RIO DE JANEIRO–Prices in Brazil continued to creep higher in April, but inflation slowed substantially from the previous month, likely keeping alive expectations that the central bank’s recent cycle of interest-rate increases will come to an end.

Brazil’s consumer-price index, or IPCA, rose 0.67% in April, compared with a 0.92% rise in March, the Brazilian Institute of Geography and Statistics, or IBGE, said Friday. A Wall Street Journal poll of 14 economists had produced a median estimate that last month’s inflation would stand at 0.81%.

Prices of foods and beverages, after increasing at a torrid 1.92% pace in March, rose by a more manageable 1.19% last month as staples like tomatoes and cassava came down. A severe drought in Brazil this year hit an array of crops, though Finance Minister Guido Mantega said recently he thinks the effects would be passing.

Despite the slowdown in price increases last month, local authorities face an uphill battle in bringing inflation below the 6.5% upper limit of the Central Bank of Brazil’s tolerance band for the end of the year. The running, 12-month inflation rate through the end of April rose to 6.28% from 6.15% in March.

To avoid going over the central bank’s limit by the end of the year, the IPCA must not rise by less than 0.455% per month on average.
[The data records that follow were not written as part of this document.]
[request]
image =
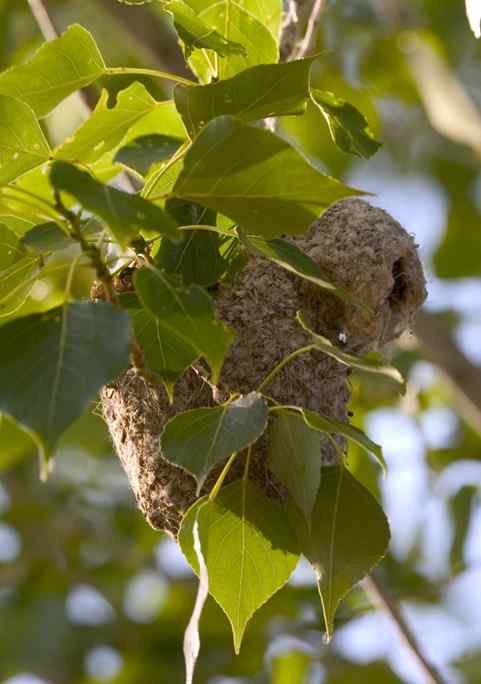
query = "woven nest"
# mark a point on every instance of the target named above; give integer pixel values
(358, 247)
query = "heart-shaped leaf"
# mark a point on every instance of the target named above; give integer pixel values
(348, 127)
(58, 68)
(348, 536)
(256, 93)
(255, 178)
(107, 126)
(295, 458)
(125, 214)
(22, 142)
(55, 363)
(248, 547)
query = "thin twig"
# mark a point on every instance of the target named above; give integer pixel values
(49, 32)
(381, 599)
(309, 40)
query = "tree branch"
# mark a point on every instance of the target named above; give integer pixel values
(464, 378)
(49, 31)
(148, 30)
(381, 599)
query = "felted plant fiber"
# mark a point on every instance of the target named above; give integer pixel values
(357, 246)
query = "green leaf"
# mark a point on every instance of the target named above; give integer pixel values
(164, 351)
(161, 180)
(142, 153)
(197, 256)
(185, 315)
(348, 127)
(234, 23)
(268, 12)
(256, 93)
(16, 283)
(295, 458)
(198, 440)
(364, 363)
(249, 549)
(349, 536)
(22, 142)
(125, 214)
(317, 421)
(255, 178)
(293, 259)
(55, 363)
(58, 68)
(46, 237)
(107, 126)
(197, 34)
(164, 118)
(10, 248)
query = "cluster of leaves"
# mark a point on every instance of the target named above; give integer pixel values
(213, 185)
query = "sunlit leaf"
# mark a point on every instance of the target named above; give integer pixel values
(295, 458)
(125, 214)
(349, 534)
(348, 127)
(199, 439)
(256, 178)
(256, 93)
(248, 547)
(142, 153)
(107, 126)
(16, 283)
(233, 22)
(46, 237)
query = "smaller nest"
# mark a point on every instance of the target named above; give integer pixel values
(358, 247)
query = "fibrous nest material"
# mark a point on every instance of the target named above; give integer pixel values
(358, 247)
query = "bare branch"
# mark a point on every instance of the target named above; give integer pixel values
(381, 599)
(464, 378)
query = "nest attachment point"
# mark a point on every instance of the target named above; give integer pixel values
(358, 247)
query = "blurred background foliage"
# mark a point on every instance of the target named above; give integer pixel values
(89, 593)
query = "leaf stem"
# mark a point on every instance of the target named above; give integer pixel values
(380, 598)
(220, 480)
(121, 71)
(284, 362)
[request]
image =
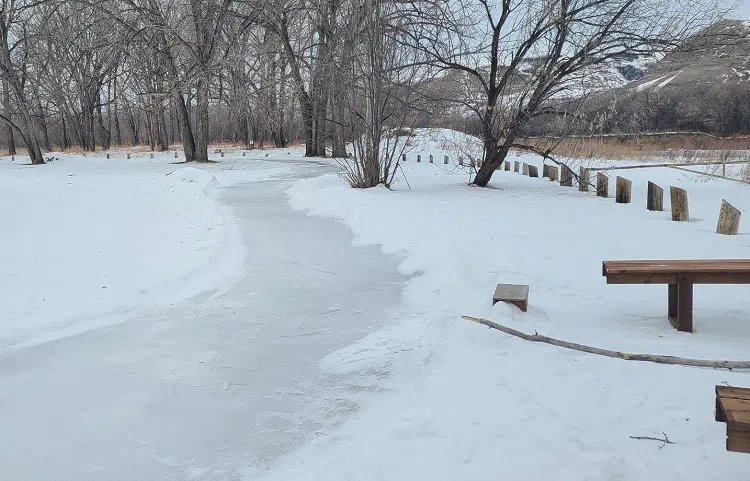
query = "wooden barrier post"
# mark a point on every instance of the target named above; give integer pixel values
(566, 176)
(680, 211)
(583, 179)
(553, 173)
(729, 219)
(655, 198)
(623, 188)
(602, 185)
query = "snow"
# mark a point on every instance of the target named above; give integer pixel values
(92, 242)
(462, 402)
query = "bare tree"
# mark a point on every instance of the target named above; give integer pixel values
(521, 55)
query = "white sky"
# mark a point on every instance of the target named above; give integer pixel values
(742, 9)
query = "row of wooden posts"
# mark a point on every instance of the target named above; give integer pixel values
(729, 216)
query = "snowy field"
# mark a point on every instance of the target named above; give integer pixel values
(426, 395)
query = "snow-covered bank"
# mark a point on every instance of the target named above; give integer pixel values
(467, 403)
(89, 242)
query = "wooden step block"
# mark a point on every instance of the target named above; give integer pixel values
(733, 408)
(517, 294)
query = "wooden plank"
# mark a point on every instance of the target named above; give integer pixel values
(672, 300)
(680, 212)
(733, 392)
(602, 185)
(583, 180)
(684, 303)
(623, 189)
(738, 441)
(655, 198)
(517, 294)
(729, 219)
(566, 176)
(553, 171)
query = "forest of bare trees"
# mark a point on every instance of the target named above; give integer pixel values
(340, 75)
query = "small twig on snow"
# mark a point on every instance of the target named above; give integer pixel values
(663, 442)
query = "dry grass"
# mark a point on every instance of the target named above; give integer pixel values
(683, 147)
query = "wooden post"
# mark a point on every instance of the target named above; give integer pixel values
(655, 198)
(729, 219)
(602, 185)
(680, 211)
(566, 176)
(583, 179)
(623, 187)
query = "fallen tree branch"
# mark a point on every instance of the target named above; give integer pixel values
(663, 442)
(659, 359)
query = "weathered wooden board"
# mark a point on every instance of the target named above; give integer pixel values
(602, 185)
(680, 211)
(654, 198)
(623, 190)
(729, 219)
(517, 294)
(583, 179)
(566, 176)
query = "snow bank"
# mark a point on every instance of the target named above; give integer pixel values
(462, 402)
(89, 242)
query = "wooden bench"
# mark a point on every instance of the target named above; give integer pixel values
(679, 275)
(733, 408)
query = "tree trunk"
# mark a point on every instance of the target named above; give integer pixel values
(494, 156)
(201, 121)
(10, 138)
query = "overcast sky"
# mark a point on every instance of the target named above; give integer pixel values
(742, 9)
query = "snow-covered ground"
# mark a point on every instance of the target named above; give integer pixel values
(231, 321)
(464, 402)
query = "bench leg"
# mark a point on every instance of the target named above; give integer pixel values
(684, 304)
(672, 301)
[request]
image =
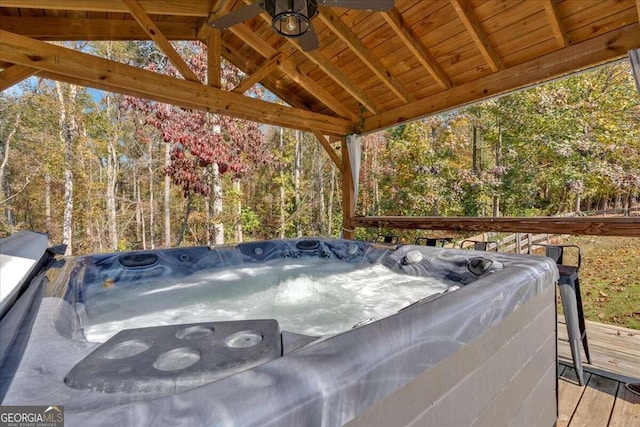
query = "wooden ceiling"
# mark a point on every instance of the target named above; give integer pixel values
(373, 69)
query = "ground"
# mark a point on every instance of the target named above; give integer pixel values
(610, 279)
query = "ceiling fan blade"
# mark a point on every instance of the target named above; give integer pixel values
(309, 40)
(376, 5)
(238, 15)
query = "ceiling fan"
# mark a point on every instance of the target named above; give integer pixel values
(292, 18)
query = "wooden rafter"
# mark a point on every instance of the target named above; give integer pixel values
(601, 49)
(264, 70)
(418, 49)
(265, 49)
(329, 149)
(88, 70)
(472, 24)
(353, 42)
(559, 33)
(92, 29)
(168, 7)
(14, 74)
(155, 34)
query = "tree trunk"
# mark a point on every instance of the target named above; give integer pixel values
(67, 132)
(237, 189)
(4, 185)
(167, 198)
(332, 190)
(496, 196)
(47, 203)
(185, 221)
(218, 226)
(112, 182)
(296, 182)
(152, 222)
(282, 192)
(474, 149)
(321, 223)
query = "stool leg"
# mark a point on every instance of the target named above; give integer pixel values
(583, 329)
(569, 305)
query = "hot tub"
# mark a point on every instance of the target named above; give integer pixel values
(289, 332)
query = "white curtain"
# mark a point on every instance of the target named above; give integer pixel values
(355, 150)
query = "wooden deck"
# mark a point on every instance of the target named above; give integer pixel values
(603, 400)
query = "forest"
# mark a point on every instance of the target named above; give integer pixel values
(102, 172)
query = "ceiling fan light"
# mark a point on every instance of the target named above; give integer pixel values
(291, 24)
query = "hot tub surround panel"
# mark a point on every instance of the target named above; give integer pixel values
(328, 380)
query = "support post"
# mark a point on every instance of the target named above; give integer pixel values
(348, 198)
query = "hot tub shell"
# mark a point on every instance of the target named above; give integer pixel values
(483, 354)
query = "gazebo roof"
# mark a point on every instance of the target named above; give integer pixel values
(372, 69)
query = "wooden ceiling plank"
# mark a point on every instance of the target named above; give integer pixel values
(156, 7)
(109, 75)
(333, 21)
(215, 9)
(64, 28)
(559, 33)
(341, 79)
(263, 71)
(14, 74)
(290, 69)
(417, 48)
(160, 40)
(214, 50)
(472, 24)
(329, 149)
(599, 50)
(330, 70)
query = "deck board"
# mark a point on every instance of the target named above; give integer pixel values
(613, 348)
(596, 403)
(570, 393)
(626, 412)
(603, 400)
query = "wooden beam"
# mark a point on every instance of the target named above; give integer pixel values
(559, 33)
(348, 196)
(594, 226)
(14, 74)
(161, 41)
(89, 29)
(156, 7)
(329, 149)
(472, 24)
(599, 50)
(353, 42)
(417, 48)
(263, 71)
(101, 73)
(214, 68)
(290, 69)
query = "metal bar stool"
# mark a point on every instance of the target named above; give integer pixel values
(391, 239)
(569, 284)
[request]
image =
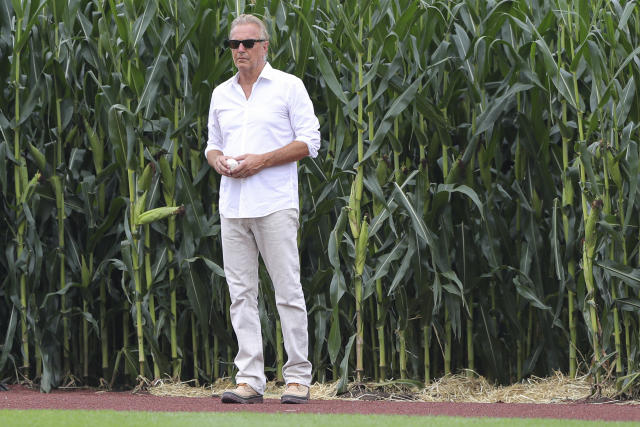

Price increases haven’t been that slow in Brazil since September.

Still, the lower-than-expected figure for the month could allow the central bank to hold off on additional increases to its baseline Selic interest rate at the next meeting, scheduled for May 27-28. The monetary authority has raised rates nine times over the past year, bringing the Selic to 11% currently from 7.25% in early 2013.